Khatana and colleagues recently analyzed daily maximum heat index levels for 3,108 counties in the contiguous U.S. during summer months (May-September) from 1979 to 2017, using data from the National Environmental Public Health Tracking Network. Researchers also assessed monthly CV mortality rates for adults using data from the National Center for Health Statistics. For each county, an extreme heat day was defined as a maximum heat index of at least 90°F and at least the 99th percentile of the maximum heat index in a baseline period (1979-2007) for that day.

From 2008 to 2017, each additional extreme heat day during summertime months was associated with a 0.13% increase in monthly adult CV mortality rates. This association was significant for men but not women.

Sameed Khatana

Among race/ethnicity subgroups, this association was significant for Black adults, but not for white or Hispanic adults.

“There are differences in the prevalence of CV risk factors and CVD between different populations, but there are also differences in where people live,” Khatana said. “Data show neighborhoods with a higher proportion of minorities are more prone to the effects of extreme heat. Reasons include lower tree cover and differences in insulation materials for buildings.’”

Khatana said cardiologists must be proactive in addressing steps patients can take during periods of extreme heat.

“There is an association between extreme heat and CV deaths, and cardiologists need to realize their patients are at the highest risk for this outcome,” Khatana said. “We must inform patients about this risk when an extreme heat event is projected, making sure patients know to get to cool environments. If people indicate they do not have access to air conditioning, work to connect people to resources, like cooling centers.”

‘We need to be the voice for change’

Physicians, nurses, medical societies and public health organizations are uniquely positioned to urge governments on behalf of their patients to end pollution and prevent disease, Rajagopalan said.

“As physicians, we are so used to putting out fires that we do not think about larger, existential issues like climate change,” Rajagopalan said. “We in the health care field have to be in the forefront of this conversation, transforming the environments that we work in and looking very closely at opportunities to reduce our emission footprint, both in the health system and as individuals who are part of the health ecosystem.”
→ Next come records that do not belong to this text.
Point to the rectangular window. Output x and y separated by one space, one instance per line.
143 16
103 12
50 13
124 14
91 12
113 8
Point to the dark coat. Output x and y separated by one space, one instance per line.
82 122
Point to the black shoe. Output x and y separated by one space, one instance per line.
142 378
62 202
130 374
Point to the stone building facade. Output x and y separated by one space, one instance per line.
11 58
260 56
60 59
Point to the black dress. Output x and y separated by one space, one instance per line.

Such opportunities can range from participating in big-picture advocacy efforts on Capitol Hill to assessing the products used in the hospital cafeteria or the operating room, Gulati said.

“On a local level, start with your own hospital or institution,” Gulati said. “Serve on the purchasing committees. Talk with leadership about why the environment should matter to the hospital system. We need to be the voice of change. If physicians do not speak up, administrators may not be aware of all the waste that we see with some of the products we use. Ask what products can be safely reused? What might be compostable?”
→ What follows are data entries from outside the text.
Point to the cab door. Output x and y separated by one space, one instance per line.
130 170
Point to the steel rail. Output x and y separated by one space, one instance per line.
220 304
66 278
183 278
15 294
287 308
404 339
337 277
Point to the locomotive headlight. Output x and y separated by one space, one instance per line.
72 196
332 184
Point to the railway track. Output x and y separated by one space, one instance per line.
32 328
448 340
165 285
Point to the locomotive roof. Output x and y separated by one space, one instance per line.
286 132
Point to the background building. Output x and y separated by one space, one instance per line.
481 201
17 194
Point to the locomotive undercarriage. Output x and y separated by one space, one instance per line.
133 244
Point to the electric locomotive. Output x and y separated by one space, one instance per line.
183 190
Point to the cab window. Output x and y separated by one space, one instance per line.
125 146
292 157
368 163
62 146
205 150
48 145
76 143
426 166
Some institutions are taking steps to adopt more sustainable practices. In 2020, Kaiser Permanente announced it achieved carbon-neutral status, improving energy efficiency by 8% since 2013 and decreasing water use intensity by 15.3%. The health system also adopted use of low-polluting anesthesia gases; about 3% of Kaiser greenhouse gas emissions come from gases used during medical procedures.

Clinicians should also take advantage of opportunities to have conversations about sustainability with patients, Hadley said.

“People become doctors because they want to help patients reduce disease burden,” Hadley said. “If that is truly our mission, we need to think more broadly about what the determinants of disease are. It is not just the individual anymore. It is the individual plus the environment. We need to take responsibility for helping people navigate those environments and live healthy lives.

“Climate change is the greatest threat to public health of this century,” Hadley said. “That is a statement by the United Nations. CVD is still the No. 1 killer globally. Working at the intersection of those problems — CVD and climate change — is a monumental task and an important one, and something I hope cardiologists can get excited about.”